Así mismo, los clásicos valores del capitalismo y del neoliberalismo imperantes deben también erradicarse, para evolucionar hacia valores de interdependencia y de ecodependencia, que nos reconozcan como sujetos en plena interrelación con los demás. Hemos de entender el verdadero desarrollo de las potencialidades humanas en el sentido de una apertura hacia la interconexión e identificación que existe entre todo lo vivo, lo cual permite superar valores como el egoísmo y el individualismo, para reemplazarlos por el ideal de igualdad de todos los organismos, pues el potencial individual no se puede alcanzar aisladamente, sino bajo una conexión con los demás seres.
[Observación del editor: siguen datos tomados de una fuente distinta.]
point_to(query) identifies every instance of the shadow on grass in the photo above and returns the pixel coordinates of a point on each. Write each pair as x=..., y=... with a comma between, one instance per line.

La vida dejará de ser entendida entonces como la capacidad de supervivencia en plena competencia con los demás, sino como la capacidad de coexistir y cooperar. En definitiva, necesitamos pasar desde la perspectiva antropocéntrica a la perspectiva biocéntrica, desde la banalidad e infinitud de las necesidades humanas hasta su tasación, satisfacción y garantía, desde el crecimiento material hacia la calidad de vida, desde la Naturaleza como objeto de explotación hasta la Naturaleza entendida como patrimonio natural y lugar común de todas las especies, desde la conservación utilitarista de dicho patrimonio hacia su preservación ecológica, desde su valoración instrumental hasta su valoración múltiple e intrínseca, necesitamos evolucionar desde el rol humano de consumidores hasta el rol de ciudadanos, desde una mirada ensimismada individual hasta una mirada del sí-mismo expandida e integrada con el resto de seres, desde el escenario mercado hasta el escenario social, desde el saber científico como conocimiento único y privilegiado hasta la valoración de una pluralidad de conocimientos, y desde una justicia social y ecológica opcionales, hasta una justicia social y ecológica garantizadas. Ésta es, en esencia, la mirada biocéntrica.